Some simple header data, detailing entry records.

struct BhdHeader
  /* 0x00 */  uint32_t magic;           // 'BHD5', 0x35444842
  /* 0x04 */  uint32_t unk1;            // always 0xFF ?
  /* 0x08 */  uint32_t unk2;            // always 0x01 ?
  /* 0x0C */  uint32_t file_size;       // size in bytes of this file
  /* 0x10 */  uint32_t num_records;     // number of data entries
  /* 0x14 */  uint32_t records_offset;  // absolute offset to the entry records

records_offset is an absolute offset from the beginning of the file, and seems to always be 0x18.

Entry records

These entries are used to access the real data entries later. There are BhdHeader.num_records of them.

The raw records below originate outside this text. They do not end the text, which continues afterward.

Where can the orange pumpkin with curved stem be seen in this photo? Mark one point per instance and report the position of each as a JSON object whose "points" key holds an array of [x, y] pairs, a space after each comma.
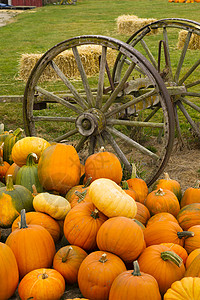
{"points": [[103, 164], [164, 265], [67, 261], [9, 275], [134, 285], [32, 245], [42, 284], [169, 184], [162, 200], [97, 272], [82, 224]]}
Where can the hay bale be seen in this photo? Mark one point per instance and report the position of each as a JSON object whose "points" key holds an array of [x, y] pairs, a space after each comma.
{"points": [[194, 43], [89, 55], [128, 24]]}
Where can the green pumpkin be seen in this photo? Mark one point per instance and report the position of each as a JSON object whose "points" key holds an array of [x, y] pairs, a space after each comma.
{"points": [[9, 142], [28, 174], [13, 198]]}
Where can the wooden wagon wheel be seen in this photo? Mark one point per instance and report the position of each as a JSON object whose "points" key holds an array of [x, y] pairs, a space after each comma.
{"points": [[174, 57], [89, 111]]}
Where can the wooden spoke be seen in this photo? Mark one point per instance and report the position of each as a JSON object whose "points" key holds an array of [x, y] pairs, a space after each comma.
{"points": [[118, 88], [84, 77], [77, 97], [182, 57], [118, 151], [131, 142], [58, 99], [134, 123], [101, 78], [66, 135], [153, 92]]}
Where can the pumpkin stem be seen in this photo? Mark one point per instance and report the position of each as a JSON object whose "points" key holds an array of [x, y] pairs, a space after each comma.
{"points": [[136, 267], [159, 192], [95, 213], [64, 258], [125, 185], [31, 159], [185, 234], [23, 219], [81, 195], [173, 257], [134, 171], [9, 183], [103, 258], [167, 176]]}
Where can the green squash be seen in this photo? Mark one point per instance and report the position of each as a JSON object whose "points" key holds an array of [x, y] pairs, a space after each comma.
{"points": [[13, 198]]}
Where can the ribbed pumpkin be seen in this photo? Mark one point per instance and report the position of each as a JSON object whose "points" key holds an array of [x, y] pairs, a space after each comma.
{"points": [[191, 195], [32, 245], [103, 165], [13, 198], [169, 184], [111, 199], [164, 265], [4, 166], [97, 272], [28, 174], [165, 232], [162, 200], [134, 285], [12, 170], [193, 242], [44, 284], [82, 224], [29, 144], [121, 236], [187, 288], [54, 205], [161, 217], [9, 143], [38, 218], [59, 168], [191, 257], [143, 213], [189, 215], [178, 249], [9, 275], [67, 261]]}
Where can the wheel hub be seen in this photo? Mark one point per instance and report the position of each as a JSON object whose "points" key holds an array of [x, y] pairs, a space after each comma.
{"points": [[91, 122]]}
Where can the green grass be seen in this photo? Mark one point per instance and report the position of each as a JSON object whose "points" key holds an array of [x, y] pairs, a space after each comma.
{"points": [[35, 31]]}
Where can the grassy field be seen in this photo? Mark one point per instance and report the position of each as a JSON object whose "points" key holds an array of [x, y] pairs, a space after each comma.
{"points": [[35, 31]]}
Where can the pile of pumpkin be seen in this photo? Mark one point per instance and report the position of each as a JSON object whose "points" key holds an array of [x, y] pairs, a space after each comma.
{"points": [[115, 239]]}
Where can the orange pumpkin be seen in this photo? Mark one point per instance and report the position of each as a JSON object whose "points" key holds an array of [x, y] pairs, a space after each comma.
{"points": [[9, 275], [162, 200], [67, 261], [165, 232], [128, 243], [134, 285], [189, 215], [97, 272], [178, 249], [169, 184], [82, 224], [103, 165], [191, 195], [164, 265], [38, 218], [32, 245], [42, 284], [59, 168]]}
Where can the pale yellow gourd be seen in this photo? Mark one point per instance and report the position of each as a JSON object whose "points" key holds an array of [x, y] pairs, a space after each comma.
{"points": [[111, 199], [54, 205]]}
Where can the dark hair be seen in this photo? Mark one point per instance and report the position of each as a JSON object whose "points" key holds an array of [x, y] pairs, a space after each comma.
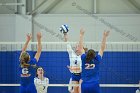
{"points": [[90, 55], [37, 69], [24, 58]]}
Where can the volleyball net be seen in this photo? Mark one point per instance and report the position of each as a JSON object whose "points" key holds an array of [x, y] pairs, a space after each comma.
{"points": [[119, 70]]}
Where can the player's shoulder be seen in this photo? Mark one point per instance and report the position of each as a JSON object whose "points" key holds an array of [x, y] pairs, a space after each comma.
{"points": [[46, 79]]}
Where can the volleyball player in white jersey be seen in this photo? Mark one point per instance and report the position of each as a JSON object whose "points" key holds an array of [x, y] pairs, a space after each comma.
{"points": [[75, 65], [40, 81]]}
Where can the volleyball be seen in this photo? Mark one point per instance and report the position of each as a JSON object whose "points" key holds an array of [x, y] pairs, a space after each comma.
{"points": [[64, 28]]}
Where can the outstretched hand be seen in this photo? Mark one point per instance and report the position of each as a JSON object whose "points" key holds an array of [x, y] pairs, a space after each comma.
{"points": [[29, 36], [82, 31], [39, 35], [106, 33]]}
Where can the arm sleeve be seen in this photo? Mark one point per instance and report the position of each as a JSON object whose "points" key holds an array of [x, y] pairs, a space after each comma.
{"points": [[98, 58], [33, 61]]}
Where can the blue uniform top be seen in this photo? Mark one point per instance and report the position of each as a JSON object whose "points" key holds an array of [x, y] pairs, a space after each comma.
{"points": [[28, 74], [90, 70]]}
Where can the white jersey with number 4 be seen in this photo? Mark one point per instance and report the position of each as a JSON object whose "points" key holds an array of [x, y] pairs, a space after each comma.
{"points": [[41, 85], [75, 61]]}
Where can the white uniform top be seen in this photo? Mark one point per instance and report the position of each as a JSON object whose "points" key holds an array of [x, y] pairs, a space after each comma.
{"points": [[41, 85], [75, 61], [138, 91]]}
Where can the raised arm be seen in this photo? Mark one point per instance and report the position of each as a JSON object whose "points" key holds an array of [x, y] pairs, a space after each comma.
{"points": [[103, 44], [80, 45], [29, 37], [65, 37], [39, 46]]}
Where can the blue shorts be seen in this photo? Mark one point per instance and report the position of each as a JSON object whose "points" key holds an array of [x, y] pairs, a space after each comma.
{"points": [[76, 77], [90, 87], [28, 89]]}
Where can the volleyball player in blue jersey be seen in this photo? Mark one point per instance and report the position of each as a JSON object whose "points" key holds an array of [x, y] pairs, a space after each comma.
{"points": [[28, 67], [90, 67]]}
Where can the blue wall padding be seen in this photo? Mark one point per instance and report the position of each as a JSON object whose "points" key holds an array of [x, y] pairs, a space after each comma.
{"points": [[116, 68]]}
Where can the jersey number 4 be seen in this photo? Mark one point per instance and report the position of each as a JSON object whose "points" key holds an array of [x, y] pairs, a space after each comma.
{"points": [[25, 71], [89, 66]]}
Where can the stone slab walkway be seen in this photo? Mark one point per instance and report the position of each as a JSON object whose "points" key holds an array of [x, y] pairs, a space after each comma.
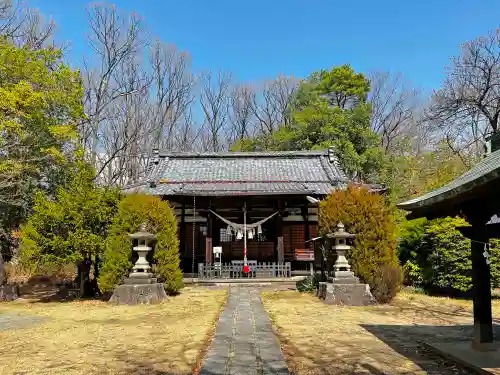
{"points": [[244, 342]]}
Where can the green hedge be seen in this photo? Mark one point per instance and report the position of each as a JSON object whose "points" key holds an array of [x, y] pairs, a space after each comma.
{"points": [[159, 217], [436, 256]]}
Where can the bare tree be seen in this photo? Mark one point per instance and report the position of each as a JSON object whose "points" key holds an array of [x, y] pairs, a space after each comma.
{"points": [[394, 106], [272, 106], [241, 113], [116, 40], [25, 26], [469, 100], [172, 87], [214, 100]]}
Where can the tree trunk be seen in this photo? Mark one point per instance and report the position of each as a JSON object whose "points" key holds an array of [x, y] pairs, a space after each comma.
{"points": [[3, 277]]}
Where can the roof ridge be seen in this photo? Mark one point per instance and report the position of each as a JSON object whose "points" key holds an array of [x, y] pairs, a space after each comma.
{"points": [[243, 154]]}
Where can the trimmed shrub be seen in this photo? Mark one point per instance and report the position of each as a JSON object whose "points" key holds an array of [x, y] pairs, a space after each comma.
{"points": [[159, 217], [307, 285], [367, 216], [443, 257]]}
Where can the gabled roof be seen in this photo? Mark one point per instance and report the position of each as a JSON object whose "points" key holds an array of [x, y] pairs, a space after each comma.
{"points": [[483, 173], [242, 173]]}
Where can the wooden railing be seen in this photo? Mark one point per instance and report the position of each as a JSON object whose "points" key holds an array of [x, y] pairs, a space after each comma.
{"points": [[234, 270]]}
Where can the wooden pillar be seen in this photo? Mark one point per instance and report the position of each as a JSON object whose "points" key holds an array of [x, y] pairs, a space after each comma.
{"points": [[182, 231], [307, 232], [280, 248], [483, 319], [481, 286], [208, 239]]}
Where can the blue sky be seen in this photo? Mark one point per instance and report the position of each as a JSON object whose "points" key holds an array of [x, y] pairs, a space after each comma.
{"points": [[259, 39]]}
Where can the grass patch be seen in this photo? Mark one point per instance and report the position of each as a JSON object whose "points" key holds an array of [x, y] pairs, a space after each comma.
{"points": [[98, 338], [323, 339]]}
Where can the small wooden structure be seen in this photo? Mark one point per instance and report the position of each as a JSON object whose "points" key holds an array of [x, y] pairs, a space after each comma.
{"points": [[475, 197]]}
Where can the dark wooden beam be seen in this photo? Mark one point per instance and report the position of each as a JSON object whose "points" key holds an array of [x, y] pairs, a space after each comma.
{"points": [[481, 284], [307, 232], [280, 246]]}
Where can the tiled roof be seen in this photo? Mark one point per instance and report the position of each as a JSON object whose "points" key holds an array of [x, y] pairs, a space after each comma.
{"points": [[485, 171], [242, 173]]}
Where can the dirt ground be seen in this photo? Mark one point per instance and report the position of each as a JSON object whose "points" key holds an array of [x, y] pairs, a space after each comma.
{"points": [[324, 339], [94, 337]]}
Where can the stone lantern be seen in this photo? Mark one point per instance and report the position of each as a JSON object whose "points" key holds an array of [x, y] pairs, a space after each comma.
{"points": [[343, 288], [140, 286], [341, 268]]}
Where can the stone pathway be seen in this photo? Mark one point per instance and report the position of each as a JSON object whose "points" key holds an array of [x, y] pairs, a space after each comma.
{"points": [[244, 341], [11, 321]]}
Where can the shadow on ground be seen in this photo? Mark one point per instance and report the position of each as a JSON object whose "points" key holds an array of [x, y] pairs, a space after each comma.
{"points": [[398, 337]]}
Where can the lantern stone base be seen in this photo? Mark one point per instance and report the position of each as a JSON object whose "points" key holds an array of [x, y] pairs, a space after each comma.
{"points": [[9, 292], [345, 291], [135, 294]]}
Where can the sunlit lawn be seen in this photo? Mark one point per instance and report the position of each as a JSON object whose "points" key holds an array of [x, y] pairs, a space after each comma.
{"points": [[91, 337], [325, 339]]}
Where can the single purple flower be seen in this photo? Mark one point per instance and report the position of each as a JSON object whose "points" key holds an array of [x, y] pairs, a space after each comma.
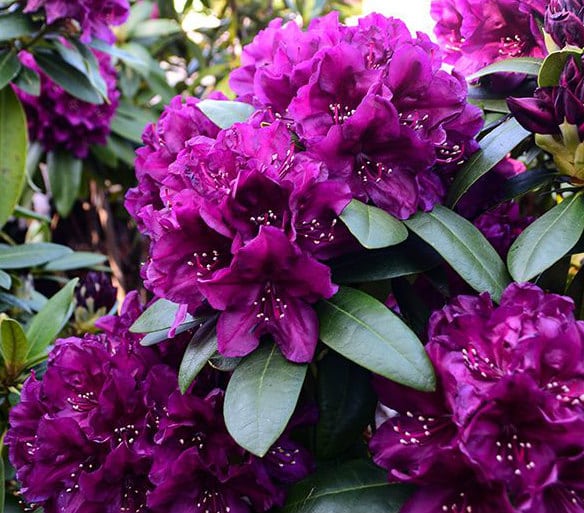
{"points": [[564, 22], [269, 289], [60, 121]]}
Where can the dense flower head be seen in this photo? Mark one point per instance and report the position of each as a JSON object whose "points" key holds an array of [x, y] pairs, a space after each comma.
{"points": [[94, 16], [476, 33], [564, 22], [370, 101], [506, 420], [107, 430], [556, 115], [59, 121]]}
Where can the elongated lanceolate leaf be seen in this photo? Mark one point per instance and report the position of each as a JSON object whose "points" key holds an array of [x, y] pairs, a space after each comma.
{"points": [[261, 397], [547, 240], [368, 333], [464, 247]]}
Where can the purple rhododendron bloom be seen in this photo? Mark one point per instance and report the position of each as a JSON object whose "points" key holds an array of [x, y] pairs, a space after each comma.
{"points": [[107, 430], [564, 22], [269, 289], [370, 101], [476, 33], [93, 16], [59, 121], [503, 430]]}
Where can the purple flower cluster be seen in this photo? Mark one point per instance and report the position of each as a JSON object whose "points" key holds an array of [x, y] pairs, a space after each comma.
{"points": [[239, 219], [503, 432], [94, 16], [476, 33], [106, 431], [370, 101], [60, 121]]}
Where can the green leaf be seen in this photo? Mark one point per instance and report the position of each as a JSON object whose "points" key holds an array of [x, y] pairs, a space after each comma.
{"points": [[44, 327], [9, 67], [14, 345], [65, 173], [548, 239], [13, 149], [160, 315], [410, 257], [5, 280], [372, 227], [77, 260], [368, 333], [201, 347], [525, 65], [494, 147], [464, 247], [346, 404], [31, 255], [225, 113], [155, 28], [15, 25], [29, 81], [553, 65], [67, 76], [261, 397], [523, 183], [352, 487]]}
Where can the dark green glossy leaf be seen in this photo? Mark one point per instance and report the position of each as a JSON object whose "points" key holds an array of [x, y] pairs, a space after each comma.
{"points": [[410, 257], [29, 81], [225, 113], [546, 240], [523, 183], [200, 349], [346, 404], [352, 487], [15, 25], [9, 67], [368, 333], [13, 346], [524, 65], [44, 327], [67, 76], [65, 173], [31, 255], [464, 247], [260, 398], [372, 227], [13, 148], [5, 280], [77, 260], [160, 315], [553, 65], [494, 147]]}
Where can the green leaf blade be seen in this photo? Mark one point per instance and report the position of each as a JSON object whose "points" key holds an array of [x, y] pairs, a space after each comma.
{"points": [[494, 147], [261, 397], [368, 333], [547, 240], [352, 487], [13, 150], [464, 247], [372, 227], [48, 323], [225, 113]]}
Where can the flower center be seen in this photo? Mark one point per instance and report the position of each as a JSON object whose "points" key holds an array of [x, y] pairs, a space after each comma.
{"points": [[271, 307], [340, 113], [511, 46], [314, 231]]}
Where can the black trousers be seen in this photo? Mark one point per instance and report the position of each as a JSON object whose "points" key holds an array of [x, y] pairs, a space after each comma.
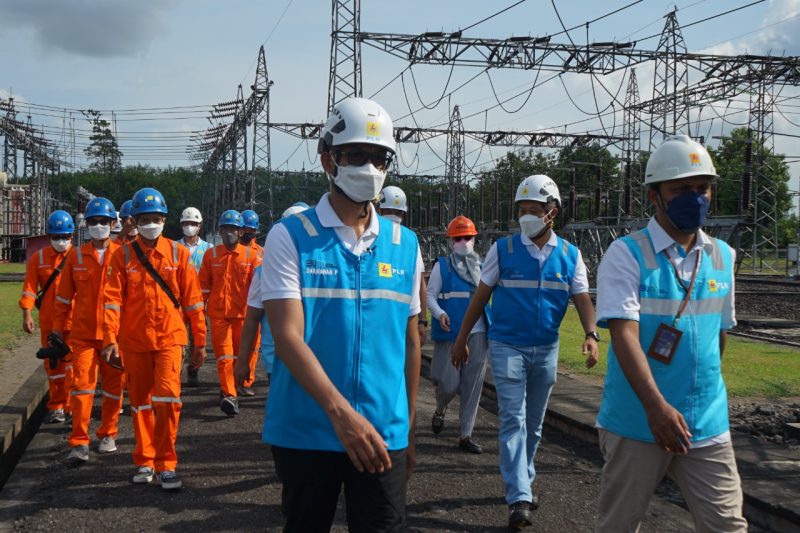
{"points": [[312, 481]]}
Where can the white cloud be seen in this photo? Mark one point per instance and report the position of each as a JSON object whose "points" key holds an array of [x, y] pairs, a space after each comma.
{"points": [[96, 28]]}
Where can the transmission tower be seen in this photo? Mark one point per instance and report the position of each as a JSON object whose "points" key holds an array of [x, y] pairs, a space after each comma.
{"points": [[631, 131], [670, 114], [262, 149], [344, 78], [457, 187]]}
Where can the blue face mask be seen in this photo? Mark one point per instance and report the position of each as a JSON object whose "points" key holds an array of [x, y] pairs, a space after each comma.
{"points": [[688, 211]]}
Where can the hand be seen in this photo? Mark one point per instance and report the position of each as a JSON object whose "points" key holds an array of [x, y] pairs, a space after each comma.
{"points": [[364, 445], [241, 370], [111, 356], [422, 330], [591, 351], [669, 428], [459, 353], [198, 356]]}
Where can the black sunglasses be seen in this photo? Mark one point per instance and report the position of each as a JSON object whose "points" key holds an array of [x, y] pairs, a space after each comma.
{"points": [[380, 160]]}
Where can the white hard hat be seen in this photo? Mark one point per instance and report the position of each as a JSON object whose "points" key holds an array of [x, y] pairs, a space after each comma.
{"points": [[678, 157], [393, 198], [539, 188], [293, 210], [191, 214], [357, 120]]}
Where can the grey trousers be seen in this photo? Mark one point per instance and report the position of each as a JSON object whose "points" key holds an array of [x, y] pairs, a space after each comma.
{"points": [[466, 381]]}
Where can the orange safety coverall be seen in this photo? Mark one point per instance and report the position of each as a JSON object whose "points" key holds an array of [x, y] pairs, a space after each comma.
{"points": [[142, 320], [80, 292], [37, 272], [225, 279]]}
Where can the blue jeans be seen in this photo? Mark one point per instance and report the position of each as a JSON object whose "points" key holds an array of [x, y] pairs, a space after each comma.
{"points": [[523, 378]]}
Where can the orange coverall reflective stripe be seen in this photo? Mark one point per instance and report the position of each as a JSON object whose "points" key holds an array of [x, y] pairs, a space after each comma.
{"points": [[225, 277], [81, 292], [151, 332], [37, 272]]}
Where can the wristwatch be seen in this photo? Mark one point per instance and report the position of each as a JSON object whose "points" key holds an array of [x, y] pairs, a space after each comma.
{"points": [[594, 335]]}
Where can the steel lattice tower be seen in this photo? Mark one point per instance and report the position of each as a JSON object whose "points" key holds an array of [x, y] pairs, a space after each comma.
{"points": [[671, 112], [262, 149], [457, 187], [631, 131], [344, 78]]}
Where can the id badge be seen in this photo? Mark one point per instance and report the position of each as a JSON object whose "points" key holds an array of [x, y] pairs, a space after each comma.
{"points": [[664, 343]]}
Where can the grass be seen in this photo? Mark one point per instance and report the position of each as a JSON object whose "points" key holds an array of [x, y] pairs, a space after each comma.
{"points": [[10, 315], [749, 368], [12, 268]]}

I don't know why data entries are packed in such records. Is it directories?

struct BhdEntryRecord
  /* 0x00 */  uint32_t num_entries;     // number of entries in this record
  /* 0x04 */  uint32_t entries_offset;  // absolute offset to the data entries

Data entries

Information on how to access the data in the BDT content file.

struct BhdDataEntry
  /* 0x00 */  uint32_t hash;    // hash of the file name
  /* 0x04 */  uint32_t size;    // size of the data
  /* 0x08 */  uint32_t offset;  // absolute offset to the data
  /* 0x0C */  uint32_t unk;     // always 0 ?

Calculating the hash from a file name is easy. From the Alexandria dev:

To hash a string, start at 0. For each step multiply the hash code by 37,
then add the next lower-case character from the file name
(probably in Unicode).

To reformulate that a bit, you start with a hash of 0, then for each character of the lowercased file name, multiply the hash by 37 and add the Unicode value of the character.

It can be implemented this way:

file_name = "/dir/CAPS/Example.slt"
file_name = file_name.lower()

full_hash = 0
for character in file_name:
    full_hash *= 37
    full_hash += ord(character)

string_hash = "{:X}".format(full_hash)
eight_last_chars = string_hash[:-8]

There, eight_last_chars represents your hash as found in the BHD5 data entry (mind the endianness though).

This hash system is annoying because we lack a direct mapping for names to files, but at the same time it's weak enough to allow us some tricks: if two file names differ only by their last chars, as if they have the same base name but with different extensions, their hashes will be very similar. This is useful to find correspondind pairs of BHF and BDF files.